Die Bibliothek ist bereits geplündert, die Ereignisse erscheinen im Rückblick: Blanche ist im vorrevolutionären Paris exitenziellen Ängsten ausgesetzt; rechts Vater und Bruder. Allerlei Schatten sind sowieso allgegenwärtig.
Unproblematisch ist die Oper aus verschiedenen Gründen nicht. Sicher nicht mehr ins Gewicht fällt die gänzlich "unmoderne", neoromantische, durch und durch betörend schöne Klangsprache des Komponisten, die bei der Uraufführung 1957 in Mailand in denkbar großem Kontrast zur musikalischen Avantgarde stand - die einst hitzigen Diskussionen über die "richtige" Moderne sind längst einem pluralistischen anything goes gewichen (die große Textlastigkeit vor allem im ersten Aufzug bleibt dennoch sperrig). Weitaus schwieriger ist da schon die durch passives Erdulden gekennzeichnete Grundhaltung, nicht nur im musikhistorisch (klassen-)kämpferischen Gegensatz etwa zu einem seinerzeit ja noch eminent "linken" Luigi Nono, sondern auch aus aktueller Perspektive: Den Rückzug in die Religiösität als Ideal kann man schon mit einigem Recht infrage stellen. In religiösen Besinnungs- oder Historienkitsch abgleiten darf das Werk schon gar nicht. Die beeindruckende Inszenierung von Ben Baur umschifft nicht nur diese Klippen, sondern findet eine Sprache, die, ohne in die Struktur einzugreifen, das Werk plötzlich aus anderer Perspektive hochbrisant erzählt.

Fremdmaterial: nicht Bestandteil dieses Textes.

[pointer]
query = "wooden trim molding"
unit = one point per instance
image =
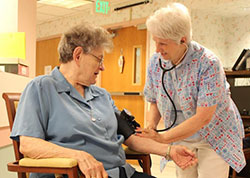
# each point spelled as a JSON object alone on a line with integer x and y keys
{"x": 5, "y": 136}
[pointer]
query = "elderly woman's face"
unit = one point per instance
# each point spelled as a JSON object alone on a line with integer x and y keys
{"x": 90, "y": 66}
{"x": 169, "y": 49}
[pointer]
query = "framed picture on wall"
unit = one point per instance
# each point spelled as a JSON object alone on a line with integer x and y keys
{"x": 240, "y": 63}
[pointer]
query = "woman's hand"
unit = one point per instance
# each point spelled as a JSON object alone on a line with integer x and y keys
{"x": 90, "y": 167}
{"x": 182, "y": 156}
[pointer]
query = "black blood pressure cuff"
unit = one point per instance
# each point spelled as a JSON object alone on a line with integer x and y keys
{"x": 126, "y": 123}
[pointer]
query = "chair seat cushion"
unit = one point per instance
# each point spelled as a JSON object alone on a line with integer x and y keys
{"x": 48, "y": 162}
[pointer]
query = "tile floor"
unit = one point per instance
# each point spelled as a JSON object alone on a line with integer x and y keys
{"x": 168, "y": 172}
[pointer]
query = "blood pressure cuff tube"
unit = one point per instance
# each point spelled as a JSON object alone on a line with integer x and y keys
{"x": 126, "y": 124}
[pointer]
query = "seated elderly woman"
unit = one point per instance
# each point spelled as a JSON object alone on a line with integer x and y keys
{"x": 68, "y": 116}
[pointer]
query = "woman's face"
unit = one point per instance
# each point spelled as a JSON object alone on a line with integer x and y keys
{"x": 89, "y": 67}
{"x": 169, "y": 49}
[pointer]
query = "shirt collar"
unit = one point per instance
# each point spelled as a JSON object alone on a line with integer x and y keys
{"x": 62, "y": 85}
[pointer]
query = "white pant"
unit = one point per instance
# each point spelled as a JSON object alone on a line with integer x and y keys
{"x": 210, "y": 164}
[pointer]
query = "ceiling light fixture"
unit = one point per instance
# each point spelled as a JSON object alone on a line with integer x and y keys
{"x": 65, "y": 3}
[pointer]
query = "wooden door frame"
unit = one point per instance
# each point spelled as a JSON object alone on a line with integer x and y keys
{"x": 149, "y": 50}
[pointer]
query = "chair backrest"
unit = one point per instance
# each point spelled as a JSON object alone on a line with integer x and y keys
{"x": 11, "y": 101}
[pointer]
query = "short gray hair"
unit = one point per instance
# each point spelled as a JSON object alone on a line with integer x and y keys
{"x": 171, "y": 22}
{"x": 86, "y": 35}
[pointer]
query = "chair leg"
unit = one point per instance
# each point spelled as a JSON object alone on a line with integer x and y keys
{"x": 21, "y": 175}
{"x": 234, "y": 174}
{"x": 146, "y": 164}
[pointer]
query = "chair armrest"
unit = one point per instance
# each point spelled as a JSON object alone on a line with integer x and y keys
{"x": 132, "y": 152}
{"x": 48, "y": 162}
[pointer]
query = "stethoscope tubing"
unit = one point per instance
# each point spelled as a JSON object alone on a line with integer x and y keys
{"x": 165, "y": 90}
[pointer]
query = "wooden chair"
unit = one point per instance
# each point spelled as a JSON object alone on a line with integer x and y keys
{"x": 247, "y": 156}
{"x": 26, "y": 165}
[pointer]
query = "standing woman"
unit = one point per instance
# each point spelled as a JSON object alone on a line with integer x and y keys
{"x": 187, "y": 87}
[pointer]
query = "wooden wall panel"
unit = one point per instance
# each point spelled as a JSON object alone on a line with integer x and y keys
{"x": 46, "y": 54}
{"x": 111, "y": 78}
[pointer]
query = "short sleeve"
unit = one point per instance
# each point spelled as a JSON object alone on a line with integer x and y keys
{"x": 31, "y": 113}
{"x": 212, "y": 83}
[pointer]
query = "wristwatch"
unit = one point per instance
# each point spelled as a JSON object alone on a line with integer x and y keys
{"x": 167, "y": 156}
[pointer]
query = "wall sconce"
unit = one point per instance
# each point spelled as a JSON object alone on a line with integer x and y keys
{"x": 13, "y": 53}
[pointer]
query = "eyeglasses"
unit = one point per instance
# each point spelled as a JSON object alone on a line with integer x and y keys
{"x": 100, "y": 60}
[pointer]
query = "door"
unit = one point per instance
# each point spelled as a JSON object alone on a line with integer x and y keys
{"x": 131, "y": 44}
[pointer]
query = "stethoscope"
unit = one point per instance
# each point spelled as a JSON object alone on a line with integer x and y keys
{"x": 165, "y": 90}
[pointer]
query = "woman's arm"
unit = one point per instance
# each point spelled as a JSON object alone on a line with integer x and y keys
{"x": 186, "y": 129}
{"x": 38, "y": 148}
{"x": 182, "y": 156}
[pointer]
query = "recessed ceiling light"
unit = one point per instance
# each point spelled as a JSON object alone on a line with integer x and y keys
{"x": 65, "y": 3}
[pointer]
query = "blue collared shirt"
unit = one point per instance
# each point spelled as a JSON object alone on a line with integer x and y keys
{"x": 199, "y": 81}
{"x": 50, "y": 108}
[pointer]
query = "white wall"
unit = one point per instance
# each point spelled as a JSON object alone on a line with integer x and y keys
{"x": 226, "y": 37}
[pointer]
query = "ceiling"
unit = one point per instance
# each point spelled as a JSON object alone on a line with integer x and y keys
{"x": 228, "y": 8}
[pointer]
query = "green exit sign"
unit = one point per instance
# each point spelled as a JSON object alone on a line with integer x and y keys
{"x": 102, "y": 7}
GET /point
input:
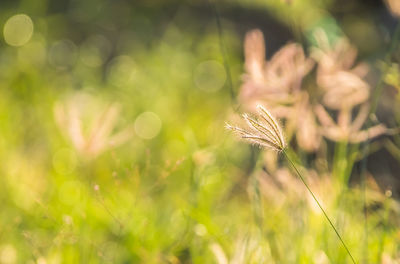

Auch der sterbenden Priorin erscheint der Arzt nur noch als Phantom.
Die Schlüsselszene der Oper ist ganz sicher das Finale. Poulenc komponiert es als eine grandiose vielstimmige Vertonung des Salve Regina , ein Marienantiphon, das häufig als Begräbnismusik gesungen wurde. Eine Nonne nach der anderen wird zum Schafott geführt und verstummt, das schneidende Geräusch des Fallbeils ist Bestandteil der Musik. Bis zuletzt nur noch die junge Constance übrig ist, zu allerletzt noch Blanche hinzu kommt und die Schlussphrase übernimmt. Das absolute Verstummen, die größtmögliche Opernkatastrophe schlechthin, ist an sich schon ein starkes musikalisches Symbol, das ein entsprechendes szenisches Pendant braucht. Gelsenkirchens Intendant Michael Schulz hat die Oper vor 20 Jahren im benachbarten Essen inszeniert und die Anklage gegen die Henker, die Gewalttäter, in den Fokus gerückt. Ben Baur sucht in Gelsenkirchen die Sicht auf die Opfer und findet eine sehr einfache und stille, gleichzeitig tieftraurige Lösung, die man so schnell nicht vergessen wird. Aus diesem fast introvertierten Finale spricht ein im positiven Sinn demütiger Respekt vor dem einzelnen Menschen. In Zeiten, in denen Schicksale im tagespolitischen Diskurs durch Kennziffern abgehandelt werden (Stichwort "Flüchtlingsobergrenzen"), lässt das unversehens eine eminent politische Deutung zu.
Seine Funktion als Schutzraum hat das Kloster in den Revolutionswirren verloren; das Volk bedrängt die Nonnen.
Um dahin zu kommen, erzählt Baur die Geschichte im Rückblick. Blanche befindet sich in der Familienbibliothek, wo der Büchersturm bereits stattgefunden hat, und Bücher gibt es auch nicht mehr (das Bühnenbild hat der Regisseur selbst entworfen). In der ersten Hälfte der Oper ist das der Raum für alle Bilder, ein klösterlicher Schutzraum fernab der Welt; in der zweiten Hälfte bricht er auf, von Volksmassen umgeben, die den Terror in der Spätphase der Revolution andeuten. Die Kostüme (Uta Meenen) sind leidlich historisch, sodass Ambiente wie Erzählrahmen gewahrt bleiben, und wirken doch nie museal. Die Geschichte wird im Wesentlichen realistisch erzählt, dabei aber gleichzeitig auf die entscheidenden Elemente konzentriert - Nebenfiguren wie ein Arzt erscheinen nur als Schatten, wie überhaupt Schattenprojektionen dem Geschehen etwas Irreales verleihen. Es ist ein wenig so, als kämen die Schatten der Vergangenheit herüber zu uns. Die Personenregie ist genau, hält aber gleichzeitig eine respektvolle Distanz, die dem Werk gut tut.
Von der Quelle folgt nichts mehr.